Back in August, I brought to your attention the immigration figure for the 12 months to the end of June 2015 of 636,000 people, including 132,000 returning Brits. These figures come from the International Passenger Survey and there have been requests to HMRC for detail on the National Insurance Numbers (NINo’s) issued over the same period.
HMRC have confirmed that they do have this information but say that it is covered by an exemption for information “held for the formulation or development of government policy”. They have declined to release the detail saying that “HMRC is satisfied that the public interest in maintaining the exception outweighs the public interest in disclosure”.

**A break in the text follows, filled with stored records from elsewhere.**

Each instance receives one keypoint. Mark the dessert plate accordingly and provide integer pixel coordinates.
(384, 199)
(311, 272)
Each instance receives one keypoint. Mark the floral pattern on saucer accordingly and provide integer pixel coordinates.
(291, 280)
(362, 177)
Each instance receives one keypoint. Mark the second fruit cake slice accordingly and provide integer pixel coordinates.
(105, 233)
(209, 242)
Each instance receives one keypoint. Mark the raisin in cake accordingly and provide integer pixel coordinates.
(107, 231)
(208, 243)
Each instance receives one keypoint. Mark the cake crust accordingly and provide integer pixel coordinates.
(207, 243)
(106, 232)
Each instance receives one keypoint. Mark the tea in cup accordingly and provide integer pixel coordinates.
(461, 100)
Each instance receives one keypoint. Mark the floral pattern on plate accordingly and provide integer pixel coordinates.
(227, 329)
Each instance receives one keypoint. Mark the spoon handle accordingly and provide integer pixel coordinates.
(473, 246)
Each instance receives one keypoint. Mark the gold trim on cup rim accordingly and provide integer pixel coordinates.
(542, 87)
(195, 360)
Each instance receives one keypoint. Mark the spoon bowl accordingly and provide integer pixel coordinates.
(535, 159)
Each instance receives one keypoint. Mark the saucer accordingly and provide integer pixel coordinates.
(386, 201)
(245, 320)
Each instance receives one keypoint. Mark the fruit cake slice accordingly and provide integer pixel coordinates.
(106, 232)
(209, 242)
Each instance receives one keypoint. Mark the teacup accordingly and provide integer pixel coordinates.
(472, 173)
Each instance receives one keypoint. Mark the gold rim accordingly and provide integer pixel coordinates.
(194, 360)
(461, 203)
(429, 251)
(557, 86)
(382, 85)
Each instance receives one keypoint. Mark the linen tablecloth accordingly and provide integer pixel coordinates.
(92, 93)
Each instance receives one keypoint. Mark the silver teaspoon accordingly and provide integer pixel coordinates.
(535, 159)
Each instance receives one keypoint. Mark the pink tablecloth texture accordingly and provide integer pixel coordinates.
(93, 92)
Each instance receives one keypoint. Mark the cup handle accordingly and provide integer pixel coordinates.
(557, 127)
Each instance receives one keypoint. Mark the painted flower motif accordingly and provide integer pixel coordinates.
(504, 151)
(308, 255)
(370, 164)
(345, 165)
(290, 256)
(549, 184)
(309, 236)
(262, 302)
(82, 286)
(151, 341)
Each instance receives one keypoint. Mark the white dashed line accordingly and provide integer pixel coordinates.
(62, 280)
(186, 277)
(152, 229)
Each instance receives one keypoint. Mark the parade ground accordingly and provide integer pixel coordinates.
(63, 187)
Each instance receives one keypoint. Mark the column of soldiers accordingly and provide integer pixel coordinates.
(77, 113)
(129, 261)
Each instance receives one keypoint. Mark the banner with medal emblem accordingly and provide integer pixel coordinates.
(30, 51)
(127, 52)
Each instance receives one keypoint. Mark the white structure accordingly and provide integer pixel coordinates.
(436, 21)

However we do have NINo figures from the department of Work and Pensions (DWP). These tell us that 917,000 NINo’s were issued to “adult overseas nationals” in the 12 months to June 2015. Some of these may have come here for less than 12 months and would therefore not classify as immigrants under the IPS. Returning Brits would already have NINO’s, so we might expect from the IPS numbers that there would be only 524,000 NINo’s issued to “adult overseas nationals”.
When you add in the children and non-working adults (parents?) coming with these “adult overseas nationals” it would seem that the actual immigration figure for the 12 months to June 2015 is probably about double the IPS figure used by David Cameron and regularly quoted in the press.
What a pity that our government does not trust us to know what the real figures are!